The rest danced to prohibited gramophone music.
But Regina was not ashamed. She was physically incapable of being ashamed of her brother.
Afterwards, the Chairman told his wife he had earmarked a special place for Benji at the ‘sanatorium’ in Wesoła Street. Perhaps a stay in a rest home would make him calm down and finally feel more content. Regina asked her husband if she could rely on him keeping this promise. He replied that if that was all it took to make his beloved wife happy, then it was the least he could do.
After six months in the Franciszkańska Street collective, the Schulz family had finally been allocated a place to live. It was a couple of blocks away in Sulzfelderstrasse, or Brzezińska as the street was called in Polish. Two families were already housed in the little flat. In the room overlooking the inner yard lived a young working couple and they had a little girl with long plaits, named Emelie, who never said a word or even looked up when they met in the hall; in the larger room, facing the street, lived a paint dealer named Riemer and his wife, who had both also come from Prague.
On Dr Schulz’s advice, Martin and Josel slept in the Riemers’ room, while Vĕra and her mother moved into the kitchen.
Just off the kitchen there was a tiny room, formerly used as a larder or possibly a cloakroom. There were two doors to this cubbyhole: a door from the kitchen that was so small you had to crouch to get through it; and a taller, narrower one from the hall that looked like an ordinary cloakroom door.
Up on the ceiling of this room there was an air vent, which could be opened using a rod fixed to the wall. As long as the vent was open, you could have both doors shut and there was still some light in the cubbyhole.
Maman installed herself in this restricted space. Vĕra took food in to her on a tray every day, and they also brought her water in a bucket, and an enamel bowl to use as a chamber pot. It was so cramped inside that if Maman wanted to sleep with the door shut, she had to sit with her back against the wall and her knees pulled up. So there she sat. She ate very little; soon she was eating nothing at all, unless Vĕra or Martin put the food in her mouth and forced her to swallow.

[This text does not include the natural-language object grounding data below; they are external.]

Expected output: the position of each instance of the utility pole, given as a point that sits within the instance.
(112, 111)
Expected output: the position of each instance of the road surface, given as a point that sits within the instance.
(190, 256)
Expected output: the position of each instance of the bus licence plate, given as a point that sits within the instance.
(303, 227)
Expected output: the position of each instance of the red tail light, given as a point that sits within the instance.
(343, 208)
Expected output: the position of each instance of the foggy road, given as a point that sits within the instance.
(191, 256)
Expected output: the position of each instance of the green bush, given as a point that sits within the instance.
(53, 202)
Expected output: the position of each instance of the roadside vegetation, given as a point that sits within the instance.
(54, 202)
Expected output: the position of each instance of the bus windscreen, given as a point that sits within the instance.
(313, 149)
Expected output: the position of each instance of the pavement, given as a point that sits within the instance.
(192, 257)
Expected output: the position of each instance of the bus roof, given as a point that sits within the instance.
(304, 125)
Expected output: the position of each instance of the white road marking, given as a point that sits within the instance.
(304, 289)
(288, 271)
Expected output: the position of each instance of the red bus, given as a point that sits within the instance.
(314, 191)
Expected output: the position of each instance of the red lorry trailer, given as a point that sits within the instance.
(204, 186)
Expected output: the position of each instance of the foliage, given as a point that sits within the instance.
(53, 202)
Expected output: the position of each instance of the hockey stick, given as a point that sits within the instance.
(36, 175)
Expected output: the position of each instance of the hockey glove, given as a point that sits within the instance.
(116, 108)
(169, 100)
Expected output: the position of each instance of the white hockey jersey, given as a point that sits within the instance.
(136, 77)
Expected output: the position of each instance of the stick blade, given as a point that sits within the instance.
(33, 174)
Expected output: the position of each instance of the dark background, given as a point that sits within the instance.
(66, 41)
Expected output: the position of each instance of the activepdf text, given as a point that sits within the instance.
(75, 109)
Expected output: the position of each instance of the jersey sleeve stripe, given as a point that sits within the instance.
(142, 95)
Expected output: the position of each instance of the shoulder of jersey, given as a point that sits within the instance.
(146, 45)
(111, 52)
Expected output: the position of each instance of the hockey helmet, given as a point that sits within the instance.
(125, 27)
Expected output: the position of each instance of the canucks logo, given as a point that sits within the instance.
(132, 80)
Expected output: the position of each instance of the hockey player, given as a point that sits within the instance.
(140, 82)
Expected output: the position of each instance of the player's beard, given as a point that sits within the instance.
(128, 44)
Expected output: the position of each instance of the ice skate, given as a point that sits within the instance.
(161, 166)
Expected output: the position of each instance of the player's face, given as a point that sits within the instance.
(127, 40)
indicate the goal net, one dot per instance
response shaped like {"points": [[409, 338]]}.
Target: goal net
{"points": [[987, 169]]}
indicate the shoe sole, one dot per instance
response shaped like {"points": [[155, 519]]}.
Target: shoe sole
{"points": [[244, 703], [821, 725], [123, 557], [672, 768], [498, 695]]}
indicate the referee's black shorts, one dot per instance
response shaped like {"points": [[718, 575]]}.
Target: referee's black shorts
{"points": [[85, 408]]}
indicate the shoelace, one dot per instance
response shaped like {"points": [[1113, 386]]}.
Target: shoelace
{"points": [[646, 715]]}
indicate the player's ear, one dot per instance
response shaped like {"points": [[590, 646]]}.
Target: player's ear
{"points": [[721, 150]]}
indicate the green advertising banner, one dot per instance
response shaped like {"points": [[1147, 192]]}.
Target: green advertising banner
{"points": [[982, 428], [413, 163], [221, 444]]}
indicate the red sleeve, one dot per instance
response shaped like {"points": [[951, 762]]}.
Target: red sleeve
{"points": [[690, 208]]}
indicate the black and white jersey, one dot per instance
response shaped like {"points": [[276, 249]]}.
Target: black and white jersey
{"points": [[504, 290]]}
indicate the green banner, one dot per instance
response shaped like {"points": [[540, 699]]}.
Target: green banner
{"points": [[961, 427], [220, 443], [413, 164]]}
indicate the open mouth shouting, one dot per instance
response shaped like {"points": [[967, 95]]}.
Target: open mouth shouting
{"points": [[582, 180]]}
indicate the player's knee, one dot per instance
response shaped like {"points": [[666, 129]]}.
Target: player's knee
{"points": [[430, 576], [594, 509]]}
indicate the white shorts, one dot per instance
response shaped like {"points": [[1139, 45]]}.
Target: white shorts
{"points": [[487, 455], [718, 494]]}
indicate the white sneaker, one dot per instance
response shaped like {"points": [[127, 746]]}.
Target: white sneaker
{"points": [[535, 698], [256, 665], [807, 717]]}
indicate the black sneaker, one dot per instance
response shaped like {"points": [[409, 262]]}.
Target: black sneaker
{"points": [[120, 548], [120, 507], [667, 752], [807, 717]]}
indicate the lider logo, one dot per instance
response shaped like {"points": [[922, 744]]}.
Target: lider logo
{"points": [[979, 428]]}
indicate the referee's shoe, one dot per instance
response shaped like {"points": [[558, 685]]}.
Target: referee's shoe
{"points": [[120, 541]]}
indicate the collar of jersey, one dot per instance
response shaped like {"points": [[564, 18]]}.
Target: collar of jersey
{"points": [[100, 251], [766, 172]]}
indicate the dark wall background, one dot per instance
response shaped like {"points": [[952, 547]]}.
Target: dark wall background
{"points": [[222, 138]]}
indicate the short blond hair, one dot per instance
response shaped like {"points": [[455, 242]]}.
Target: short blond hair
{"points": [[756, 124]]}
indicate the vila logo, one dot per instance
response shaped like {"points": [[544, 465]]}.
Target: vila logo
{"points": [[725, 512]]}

Arnošt tried to use his connections to get Maman admitted, first to the hospital in Łagiewnicka Street, then to the ‘special clinic’ in Wesoła Street; but he was forced to give up. In a ghetto where everyone is more or less ill, stays in hospital were for di privilizherte, and Arnošt Schulz, foreign Jew that he was, still had a long way to go before he could count himself among that select, privileged group.
But he worked doggedly, day after day, to try to get there.
In 1942, he and a Dr Wieneger from Berlin, with whom he had had some correspondence on scientific matters before the war, developed a technique for making a special salt and sugar solution that could be given subcutaneously; it was derived from a decoction of potato peelings left over from the factory soup kitchens.